# how do I make a table tent (name card) with MS Word?



## bj nick (Jun 10, 1999)

I want to create a simple table tent- the kind where it's just paper folded over to make the little "tent," with one's name on each side. I did a search for this, but was unable to find just a simple easy way to do it. I'm sure there's a template out there for it, but couldn't find it. 

Any advice appreciated. Nothing fancy: just a name on each side. 

Thanks!


----------



## ChuckE (Aug 30, 2004)

Printing upside-down in Word is possible, but not particularly easy. It can be done but it may involve Word Art or using rotatable images. Neither of which is so much editable, since they are really images of text (for your purpose).

Instead, if you also have PowerPoint,(which is included in any of the MS Office packages) then there is a Microsoft template called "Meeting name cards (3-fold)". Check it out by clicking that link.

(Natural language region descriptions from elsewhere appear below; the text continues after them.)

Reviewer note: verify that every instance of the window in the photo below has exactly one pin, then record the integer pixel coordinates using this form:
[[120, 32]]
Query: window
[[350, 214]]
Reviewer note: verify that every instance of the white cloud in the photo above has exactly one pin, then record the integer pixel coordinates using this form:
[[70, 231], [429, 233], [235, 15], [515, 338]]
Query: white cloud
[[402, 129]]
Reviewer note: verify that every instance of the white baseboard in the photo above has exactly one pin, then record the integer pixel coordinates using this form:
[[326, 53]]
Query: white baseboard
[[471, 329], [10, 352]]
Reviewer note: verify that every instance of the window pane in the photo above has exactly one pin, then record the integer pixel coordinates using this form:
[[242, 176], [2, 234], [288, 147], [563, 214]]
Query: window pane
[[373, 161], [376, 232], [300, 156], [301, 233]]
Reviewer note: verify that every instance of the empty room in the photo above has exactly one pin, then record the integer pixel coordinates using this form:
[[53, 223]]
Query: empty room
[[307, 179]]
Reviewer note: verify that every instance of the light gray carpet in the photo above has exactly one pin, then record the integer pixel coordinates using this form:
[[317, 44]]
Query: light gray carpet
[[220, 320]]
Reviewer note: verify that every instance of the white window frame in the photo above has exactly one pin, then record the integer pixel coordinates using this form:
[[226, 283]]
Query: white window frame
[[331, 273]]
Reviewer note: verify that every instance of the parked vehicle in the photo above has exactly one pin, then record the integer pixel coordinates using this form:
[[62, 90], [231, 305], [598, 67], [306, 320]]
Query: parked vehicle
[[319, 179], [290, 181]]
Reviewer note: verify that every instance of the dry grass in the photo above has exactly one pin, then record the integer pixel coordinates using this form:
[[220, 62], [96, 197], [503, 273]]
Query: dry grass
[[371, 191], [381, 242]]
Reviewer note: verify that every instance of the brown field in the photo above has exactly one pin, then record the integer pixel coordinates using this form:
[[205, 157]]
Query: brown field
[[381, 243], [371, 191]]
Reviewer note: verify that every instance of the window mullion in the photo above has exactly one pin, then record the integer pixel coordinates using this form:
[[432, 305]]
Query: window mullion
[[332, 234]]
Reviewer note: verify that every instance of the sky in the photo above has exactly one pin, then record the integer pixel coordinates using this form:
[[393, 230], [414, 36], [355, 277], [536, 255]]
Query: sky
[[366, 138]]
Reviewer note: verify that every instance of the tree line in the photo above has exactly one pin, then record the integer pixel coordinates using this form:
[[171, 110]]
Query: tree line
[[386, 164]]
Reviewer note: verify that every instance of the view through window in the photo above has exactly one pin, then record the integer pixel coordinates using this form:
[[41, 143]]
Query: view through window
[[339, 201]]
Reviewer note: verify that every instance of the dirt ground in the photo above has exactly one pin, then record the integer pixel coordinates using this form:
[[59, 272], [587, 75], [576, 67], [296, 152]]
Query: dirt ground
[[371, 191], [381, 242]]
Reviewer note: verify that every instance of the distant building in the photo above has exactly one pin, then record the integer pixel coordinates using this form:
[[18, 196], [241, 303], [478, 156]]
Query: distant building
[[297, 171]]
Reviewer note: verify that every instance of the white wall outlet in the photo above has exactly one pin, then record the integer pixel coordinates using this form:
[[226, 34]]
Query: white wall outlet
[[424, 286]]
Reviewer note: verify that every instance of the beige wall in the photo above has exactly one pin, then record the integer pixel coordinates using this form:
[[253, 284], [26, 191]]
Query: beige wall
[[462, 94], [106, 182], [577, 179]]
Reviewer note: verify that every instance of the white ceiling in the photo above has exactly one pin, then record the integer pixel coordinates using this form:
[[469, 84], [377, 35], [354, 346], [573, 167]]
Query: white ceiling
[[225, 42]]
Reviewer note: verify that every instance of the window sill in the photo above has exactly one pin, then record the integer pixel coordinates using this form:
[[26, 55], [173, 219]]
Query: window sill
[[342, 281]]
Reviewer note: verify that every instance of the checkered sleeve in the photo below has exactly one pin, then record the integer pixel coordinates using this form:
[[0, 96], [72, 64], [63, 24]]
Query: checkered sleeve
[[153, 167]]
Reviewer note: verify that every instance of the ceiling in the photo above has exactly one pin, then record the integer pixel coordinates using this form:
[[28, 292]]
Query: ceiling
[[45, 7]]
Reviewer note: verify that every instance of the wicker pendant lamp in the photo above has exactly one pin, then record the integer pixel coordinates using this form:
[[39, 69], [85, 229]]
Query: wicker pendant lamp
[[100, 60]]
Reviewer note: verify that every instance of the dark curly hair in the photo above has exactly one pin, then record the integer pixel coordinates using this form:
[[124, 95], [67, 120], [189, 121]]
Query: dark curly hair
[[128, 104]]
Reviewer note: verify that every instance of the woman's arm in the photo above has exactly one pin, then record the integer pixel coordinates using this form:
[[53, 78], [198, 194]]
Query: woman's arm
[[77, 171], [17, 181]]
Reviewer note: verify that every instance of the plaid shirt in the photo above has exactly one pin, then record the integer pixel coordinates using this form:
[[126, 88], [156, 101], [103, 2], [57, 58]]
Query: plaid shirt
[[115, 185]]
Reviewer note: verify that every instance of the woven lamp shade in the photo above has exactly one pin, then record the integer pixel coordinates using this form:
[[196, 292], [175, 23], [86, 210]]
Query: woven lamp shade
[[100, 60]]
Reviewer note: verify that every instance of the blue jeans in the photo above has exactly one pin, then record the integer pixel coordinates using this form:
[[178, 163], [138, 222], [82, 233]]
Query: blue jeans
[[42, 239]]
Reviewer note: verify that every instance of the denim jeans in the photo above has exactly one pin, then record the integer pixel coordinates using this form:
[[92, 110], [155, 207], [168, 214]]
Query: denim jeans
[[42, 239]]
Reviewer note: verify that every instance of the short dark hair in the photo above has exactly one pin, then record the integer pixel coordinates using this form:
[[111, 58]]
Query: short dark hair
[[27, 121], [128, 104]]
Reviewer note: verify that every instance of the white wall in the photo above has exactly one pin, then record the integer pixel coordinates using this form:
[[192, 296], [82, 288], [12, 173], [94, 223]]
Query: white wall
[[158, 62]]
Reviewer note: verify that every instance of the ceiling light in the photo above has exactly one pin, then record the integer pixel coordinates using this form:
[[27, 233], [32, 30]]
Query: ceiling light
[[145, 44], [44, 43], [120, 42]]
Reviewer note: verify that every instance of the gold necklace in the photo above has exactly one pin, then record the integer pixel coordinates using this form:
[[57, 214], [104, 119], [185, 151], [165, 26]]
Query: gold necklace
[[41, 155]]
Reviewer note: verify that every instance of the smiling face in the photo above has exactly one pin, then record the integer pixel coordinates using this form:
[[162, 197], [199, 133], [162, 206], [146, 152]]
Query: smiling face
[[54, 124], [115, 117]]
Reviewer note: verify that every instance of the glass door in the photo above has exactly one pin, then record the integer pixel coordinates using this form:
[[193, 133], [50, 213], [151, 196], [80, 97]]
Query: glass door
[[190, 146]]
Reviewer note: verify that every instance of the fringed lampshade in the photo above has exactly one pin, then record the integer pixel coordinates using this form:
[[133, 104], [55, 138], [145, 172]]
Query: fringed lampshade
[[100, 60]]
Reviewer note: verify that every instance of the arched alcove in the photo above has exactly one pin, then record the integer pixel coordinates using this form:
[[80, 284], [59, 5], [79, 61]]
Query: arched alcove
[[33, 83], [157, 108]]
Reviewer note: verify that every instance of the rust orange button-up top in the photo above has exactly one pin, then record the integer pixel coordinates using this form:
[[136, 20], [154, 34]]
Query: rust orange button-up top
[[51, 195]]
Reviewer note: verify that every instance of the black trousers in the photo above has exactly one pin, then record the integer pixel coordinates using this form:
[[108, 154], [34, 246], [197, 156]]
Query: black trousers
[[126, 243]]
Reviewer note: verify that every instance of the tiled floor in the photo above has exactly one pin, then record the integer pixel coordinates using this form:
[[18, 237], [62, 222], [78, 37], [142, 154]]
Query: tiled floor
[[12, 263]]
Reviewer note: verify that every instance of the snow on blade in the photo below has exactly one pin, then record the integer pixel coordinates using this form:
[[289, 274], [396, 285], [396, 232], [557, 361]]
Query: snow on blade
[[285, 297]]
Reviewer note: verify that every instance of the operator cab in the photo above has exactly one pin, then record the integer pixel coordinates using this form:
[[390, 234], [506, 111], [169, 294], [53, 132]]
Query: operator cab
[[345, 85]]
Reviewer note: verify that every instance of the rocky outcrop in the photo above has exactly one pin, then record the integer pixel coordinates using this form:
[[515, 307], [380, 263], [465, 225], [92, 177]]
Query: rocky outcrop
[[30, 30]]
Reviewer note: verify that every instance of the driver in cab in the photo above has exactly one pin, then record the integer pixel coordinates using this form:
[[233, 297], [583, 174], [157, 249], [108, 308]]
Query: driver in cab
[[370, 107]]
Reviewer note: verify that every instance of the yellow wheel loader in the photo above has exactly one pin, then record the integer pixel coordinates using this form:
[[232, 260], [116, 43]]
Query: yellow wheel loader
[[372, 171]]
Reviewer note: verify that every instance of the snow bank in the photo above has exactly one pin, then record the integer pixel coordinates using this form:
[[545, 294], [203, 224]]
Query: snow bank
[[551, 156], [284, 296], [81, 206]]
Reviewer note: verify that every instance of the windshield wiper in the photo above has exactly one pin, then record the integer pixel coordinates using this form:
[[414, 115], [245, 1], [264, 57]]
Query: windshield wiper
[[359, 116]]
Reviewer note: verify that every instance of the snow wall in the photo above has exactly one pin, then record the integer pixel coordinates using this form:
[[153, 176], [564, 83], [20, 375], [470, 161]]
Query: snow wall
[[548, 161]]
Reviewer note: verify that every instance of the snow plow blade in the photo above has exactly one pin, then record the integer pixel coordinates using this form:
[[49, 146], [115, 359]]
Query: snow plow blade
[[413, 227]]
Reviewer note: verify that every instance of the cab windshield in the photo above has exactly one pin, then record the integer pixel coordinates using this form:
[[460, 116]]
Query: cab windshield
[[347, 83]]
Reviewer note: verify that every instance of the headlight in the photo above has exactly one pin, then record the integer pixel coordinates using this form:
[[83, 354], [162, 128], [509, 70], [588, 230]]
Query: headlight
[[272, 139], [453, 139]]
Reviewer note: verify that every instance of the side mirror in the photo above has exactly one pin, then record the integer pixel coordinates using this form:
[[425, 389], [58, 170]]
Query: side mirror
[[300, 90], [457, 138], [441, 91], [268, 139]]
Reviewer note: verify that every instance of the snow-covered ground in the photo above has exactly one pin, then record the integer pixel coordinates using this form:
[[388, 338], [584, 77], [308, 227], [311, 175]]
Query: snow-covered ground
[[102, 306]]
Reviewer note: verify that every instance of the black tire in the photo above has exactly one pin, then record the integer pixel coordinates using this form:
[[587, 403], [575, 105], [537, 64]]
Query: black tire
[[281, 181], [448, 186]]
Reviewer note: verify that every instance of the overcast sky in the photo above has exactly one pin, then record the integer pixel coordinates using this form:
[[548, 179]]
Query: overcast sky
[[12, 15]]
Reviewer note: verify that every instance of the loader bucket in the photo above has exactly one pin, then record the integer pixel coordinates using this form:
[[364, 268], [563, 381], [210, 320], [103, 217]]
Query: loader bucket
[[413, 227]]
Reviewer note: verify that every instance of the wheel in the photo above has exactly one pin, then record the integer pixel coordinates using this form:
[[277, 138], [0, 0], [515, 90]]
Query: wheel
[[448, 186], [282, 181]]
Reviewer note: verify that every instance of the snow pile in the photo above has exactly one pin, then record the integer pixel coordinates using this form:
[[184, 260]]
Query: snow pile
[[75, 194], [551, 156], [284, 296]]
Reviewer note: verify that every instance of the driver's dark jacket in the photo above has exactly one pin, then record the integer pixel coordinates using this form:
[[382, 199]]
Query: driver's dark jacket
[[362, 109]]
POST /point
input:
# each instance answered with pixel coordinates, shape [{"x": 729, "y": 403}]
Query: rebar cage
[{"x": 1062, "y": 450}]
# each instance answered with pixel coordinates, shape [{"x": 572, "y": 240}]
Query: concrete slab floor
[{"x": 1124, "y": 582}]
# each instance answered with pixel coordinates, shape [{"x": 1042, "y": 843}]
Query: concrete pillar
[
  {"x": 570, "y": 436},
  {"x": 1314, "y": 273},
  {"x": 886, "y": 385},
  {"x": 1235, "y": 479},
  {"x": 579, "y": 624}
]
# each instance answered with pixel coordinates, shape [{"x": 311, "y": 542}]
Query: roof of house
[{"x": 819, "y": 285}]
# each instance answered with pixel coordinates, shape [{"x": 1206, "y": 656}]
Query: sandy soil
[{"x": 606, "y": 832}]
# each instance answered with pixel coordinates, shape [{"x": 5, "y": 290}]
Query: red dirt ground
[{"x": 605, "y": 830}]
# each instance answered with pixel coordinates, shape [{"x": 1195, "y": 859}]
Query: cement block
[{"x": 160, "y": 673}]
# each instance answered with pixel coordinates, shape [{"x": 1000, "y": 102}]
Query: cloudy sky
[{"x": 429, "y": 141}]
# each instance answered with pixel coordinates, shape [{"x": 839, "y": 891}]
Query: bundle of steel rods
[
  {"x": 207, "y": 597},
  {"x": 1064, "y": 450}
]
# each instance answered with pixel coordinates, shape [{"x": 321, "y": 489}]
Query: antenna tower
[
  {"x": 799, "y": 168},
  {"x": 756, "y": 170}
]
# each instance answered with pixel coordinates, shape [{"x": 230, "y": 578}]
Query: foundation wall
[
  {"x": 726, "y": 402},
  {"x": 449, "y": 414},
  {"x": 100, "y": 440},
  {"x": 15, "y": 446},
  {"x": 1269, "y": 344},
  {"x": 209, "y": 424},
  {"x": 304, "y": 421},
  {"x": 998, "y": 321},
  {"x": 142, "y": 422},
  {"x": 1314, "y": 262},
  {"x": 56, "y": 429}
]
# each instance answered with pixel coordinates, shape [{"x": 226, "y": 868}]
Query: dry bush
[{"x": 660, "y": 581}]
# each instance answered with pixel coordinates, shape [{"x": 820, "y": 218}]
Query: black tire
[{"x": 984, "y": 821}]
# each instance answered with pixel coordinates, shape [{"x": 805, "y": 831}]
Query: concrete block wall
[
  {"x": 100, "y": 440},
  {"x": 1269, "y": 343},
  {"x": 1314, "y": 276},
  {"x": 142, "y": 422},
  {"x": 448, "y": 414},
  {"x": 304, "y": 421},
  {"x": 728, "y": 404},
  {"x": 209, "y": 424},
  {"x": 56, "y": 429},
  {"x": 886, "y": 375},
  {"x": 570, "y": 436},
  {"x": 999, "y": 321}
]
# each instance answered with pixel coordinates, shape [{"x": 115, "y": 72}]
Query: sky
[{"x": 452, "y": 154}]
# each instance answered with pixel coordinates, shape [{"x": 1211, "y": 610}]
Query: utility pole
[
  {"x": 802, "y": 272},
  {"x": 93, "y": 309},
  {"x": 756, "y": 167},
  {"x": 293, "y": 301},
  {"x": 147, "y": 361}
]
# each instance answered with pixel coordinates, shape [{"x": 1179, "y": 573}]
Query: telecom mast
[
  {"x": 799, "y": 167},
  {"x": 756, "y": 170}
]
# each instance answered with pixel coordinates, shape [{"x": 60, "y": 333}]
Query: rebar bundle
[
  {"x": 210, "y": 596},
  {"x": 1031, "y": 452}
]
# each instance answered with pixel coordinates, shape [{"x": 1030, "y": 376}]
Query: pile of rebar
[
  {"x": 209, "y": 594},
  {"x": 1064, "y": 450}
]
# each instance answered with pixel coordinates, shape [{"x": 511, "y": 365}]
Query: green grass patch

If the link does not work, or if you want to see what other free MS Templates exist, and there are tens of thousands, go to:
http://office.microsoft.com/en-us/templates/


----------



## Rollin_Again (Sep 4, 2003)

Quite simple. Add two text boxes to your document and then rotate the top text box so that the text appears upside down and then remove the textbox borders.

Rollin


----------



## Keebellah (Mar 27, 2008)

if you have it, use publisher


----------